До конца останется и его кисловато-грустный запах, который был ему неприятен: вероятно, это был запах медных форменных пуговиц сюртука, окислившихся за многие годы, когда сюртук двигался на нем в сенатское присутствие и обратно.
На нем был еще жилет, крахмальная манишка, белье, какое он не очень любил менять, и сапоги с коротенькими рыжеватыми голенищами некрашеной кожи, припрятанные под штаны.
Удивительнее всего, что, например, подтяжки или сапоги, и запонки, дешевые, с синими камешками, вся его пустая оболочка, в виде просторного темного сюртука и головного убора с потертой чиновничьей кокардой и пропотевшей на донышке кожей, могут остаться после него нетронутыми лет еще сто, двести, а его уже не будет совершенно, он весь исчезнет, и никто не узнает, не полюбопытствует, кто такой был коллежский советник Петр Семенович Маркушин.
Никто на свете: ни мать, как он звал жену, ни дети, старший Николай, ко всему равнодушный, на кого он так надеялся и так боялся ошибиться в надеждах, ни Ольга, о которой он обиженно думал, что она пустельга, хоть шаром покати, ни младший Пашка, тревоживший его, ни те, кто ходил, курил и говорил кругом него в департаменте, ни прохожие, ни все люди на свете и, главное, он сам – так и не узнает, кто же он такой был.
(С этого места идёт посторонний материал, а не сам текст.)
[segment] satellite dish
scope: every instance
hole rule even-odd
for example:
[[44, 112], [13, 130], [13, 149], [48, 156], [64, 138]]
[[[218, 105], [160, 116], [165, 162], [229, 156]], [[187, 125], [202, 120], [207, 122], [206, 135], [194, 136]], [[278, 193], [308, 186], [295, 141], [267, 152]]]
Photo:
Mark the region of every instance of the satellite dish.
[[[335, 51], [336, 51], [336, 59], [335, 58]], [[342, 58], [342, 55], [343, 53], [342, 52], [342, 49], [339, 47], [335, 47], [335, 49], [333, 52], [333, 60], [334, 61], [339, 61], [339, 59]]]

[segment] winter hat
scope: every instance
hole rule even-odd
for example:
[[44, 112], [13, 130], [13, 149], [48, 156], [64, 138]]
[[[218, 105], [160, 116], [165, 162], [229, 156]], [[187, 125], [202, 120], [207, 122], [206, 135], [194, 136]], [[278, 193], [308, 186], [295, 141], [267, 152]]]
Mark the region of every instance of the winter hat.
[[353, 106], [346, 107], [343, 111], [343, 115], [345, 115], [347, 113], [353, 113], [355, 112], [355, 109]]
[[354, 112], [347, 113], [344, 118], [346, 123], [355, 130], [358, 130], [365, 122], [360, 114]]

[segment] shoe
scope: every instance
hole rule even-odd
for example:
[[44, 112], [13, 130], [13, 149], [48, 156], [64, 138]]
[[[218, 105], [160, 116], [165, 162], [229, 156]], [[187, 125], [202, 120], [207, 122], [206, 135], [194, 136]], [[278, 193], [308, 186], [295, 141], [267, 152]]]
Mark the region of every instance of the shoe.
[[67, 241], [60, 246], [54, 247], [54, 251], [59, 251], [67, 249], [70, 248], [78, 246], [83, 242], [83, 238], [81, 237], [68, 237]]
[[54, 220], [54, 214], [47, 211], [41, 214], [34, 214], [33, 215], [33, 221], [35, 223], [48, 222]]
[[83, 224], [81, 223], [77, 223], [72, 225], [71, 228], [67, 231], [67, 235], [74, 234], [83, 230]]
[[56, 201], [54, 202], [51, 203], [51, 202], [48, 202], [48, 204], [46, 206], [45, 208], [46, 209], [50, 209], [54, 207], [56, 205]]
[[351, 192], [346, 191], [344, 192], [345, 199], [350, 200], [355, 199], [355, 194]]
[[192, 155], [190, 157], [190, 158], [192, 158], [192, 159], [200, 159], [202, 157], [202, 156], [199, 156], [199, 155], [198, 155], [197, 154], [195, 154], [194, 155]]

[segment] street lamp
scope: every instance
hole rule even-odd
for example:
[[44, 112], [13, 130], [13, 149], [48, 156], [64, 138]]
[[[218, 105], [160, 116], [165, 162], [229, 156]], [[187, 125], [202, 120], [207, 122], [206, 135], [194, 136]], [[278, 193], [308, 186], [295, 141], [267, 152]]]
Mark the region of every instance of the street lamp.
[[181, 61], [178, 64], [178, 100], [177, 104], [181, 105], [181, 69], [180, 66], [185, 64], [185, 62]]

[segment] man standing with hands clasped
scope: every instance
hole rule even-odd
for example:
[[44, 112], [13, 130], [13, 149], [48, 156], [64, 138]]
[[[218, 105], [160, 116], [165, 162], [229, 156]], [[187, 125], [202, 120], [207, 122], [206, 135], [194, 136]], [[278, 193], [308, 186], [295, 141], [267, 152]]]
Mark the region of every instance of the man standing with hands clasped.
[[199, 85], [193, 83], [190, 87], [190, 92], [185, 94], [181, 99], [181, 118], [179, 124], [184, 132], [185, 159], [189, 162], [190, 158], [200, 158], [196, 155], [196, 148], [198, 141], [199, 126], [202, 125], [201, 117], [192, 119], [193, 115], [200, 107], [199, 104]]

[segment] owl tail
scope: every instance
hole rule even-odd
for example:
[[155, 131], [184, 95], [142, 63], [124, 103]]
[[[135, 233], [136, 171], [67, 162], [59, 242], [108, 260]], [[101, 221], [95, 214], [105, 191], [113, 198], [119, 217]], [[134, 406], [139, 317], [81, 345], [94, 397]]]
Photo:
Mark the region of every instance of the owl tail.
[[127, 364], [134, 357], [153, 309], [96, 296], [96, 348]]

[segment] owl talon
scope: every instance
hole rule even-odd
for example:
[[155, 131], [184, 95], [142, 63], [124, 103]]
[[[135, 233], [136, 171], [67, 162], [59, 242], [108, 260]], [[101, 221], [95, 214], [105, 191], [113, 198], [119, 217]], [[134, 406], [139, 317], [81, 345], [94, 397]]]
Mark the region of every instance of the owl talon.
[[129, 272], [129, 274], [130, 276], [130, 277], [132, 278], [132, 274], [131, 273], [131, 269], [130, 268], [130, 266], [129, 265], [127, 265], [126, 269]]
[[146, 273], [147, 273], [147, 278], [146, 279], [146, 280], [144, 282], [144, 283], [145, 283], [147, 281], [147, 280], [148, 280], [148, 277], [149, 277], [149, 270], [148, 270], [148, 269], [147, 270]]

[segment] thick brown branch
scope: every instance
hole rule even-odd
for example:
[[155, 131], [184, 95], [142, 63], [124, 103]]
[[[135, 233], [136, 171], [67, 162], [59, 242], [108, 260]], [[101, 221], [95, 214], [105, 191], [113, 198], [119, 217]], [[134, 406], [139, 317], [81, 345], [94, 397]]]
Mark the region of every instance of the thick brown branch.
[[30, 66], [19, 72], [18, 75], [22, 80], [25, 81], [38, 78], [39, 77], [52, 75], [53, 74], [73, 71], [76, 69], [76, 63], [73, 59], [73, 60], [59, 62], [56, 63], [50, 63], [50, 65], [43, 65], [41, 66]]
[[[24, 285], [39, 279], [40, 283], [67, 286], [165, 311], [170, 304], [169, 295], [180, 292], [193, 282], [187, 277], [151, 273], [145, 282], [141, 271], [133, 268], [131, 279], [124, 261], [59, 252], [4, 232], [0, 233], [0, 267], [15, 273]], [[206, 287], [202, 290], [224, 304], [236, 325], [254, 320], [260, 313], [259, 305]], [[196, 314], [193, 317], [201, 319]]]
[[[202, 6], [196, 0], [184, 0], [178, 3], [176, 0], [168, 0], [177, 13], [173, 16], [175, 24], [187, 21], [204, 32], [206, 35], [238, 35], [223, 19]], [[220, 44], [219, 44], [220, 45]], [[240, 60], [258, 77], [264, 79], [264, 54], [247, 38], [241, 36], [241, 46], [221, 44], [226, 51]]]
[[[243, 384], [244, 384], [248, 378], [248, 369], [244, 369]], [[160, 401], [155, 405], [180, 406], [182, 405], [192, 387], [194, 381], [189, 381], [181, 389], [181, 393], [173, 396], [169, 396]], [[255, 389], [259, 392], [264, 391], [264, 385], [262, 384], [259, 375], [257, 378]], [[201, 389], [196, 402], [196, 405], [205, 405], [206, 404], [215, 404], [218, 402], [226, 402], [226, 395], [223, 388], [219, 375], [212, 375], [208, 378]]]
Раньше он что-то понимал, а теперь все стало только страшить его, тяготить. Все труднее с детьми, все больше расходов, будто меркнет все, как перед ночью, и вот ходит его внешняя оболочка, застегнутая в черный сюртук, никому не нужная, непонятная, хмурый незнакомец для всех и для себя.
Теплота, легкость были раньше во всем, беззаботная сила светлого бытия, а теперь словно что-то забыто, потеряно, ушло и уже ничего не вернуть, и ничего впереди, один непроглядный сумрак. Сумрак, смерть.
Маркушина тяготил грузный закат, но он, полуугадывая, что именно тяготит его, старался все свалить на окружающих: мать, которая всегда виновата, Николай, расходы, неприятности с начальством.
Его облегчало такое мельчайшее, ничтожное; оно и есть, может быть, то, чем он подавлен. Это было раздражение стареющего человека на своих близких, оно стало необходимым. В семье начали замечать, что отец подался и поседел.
Это не была старость, но ее приближение, когда человека касается вдруг неясное чувство упущенного, страх, что самое основное, единственное, ради чего стоило жить, не сделано и не понято.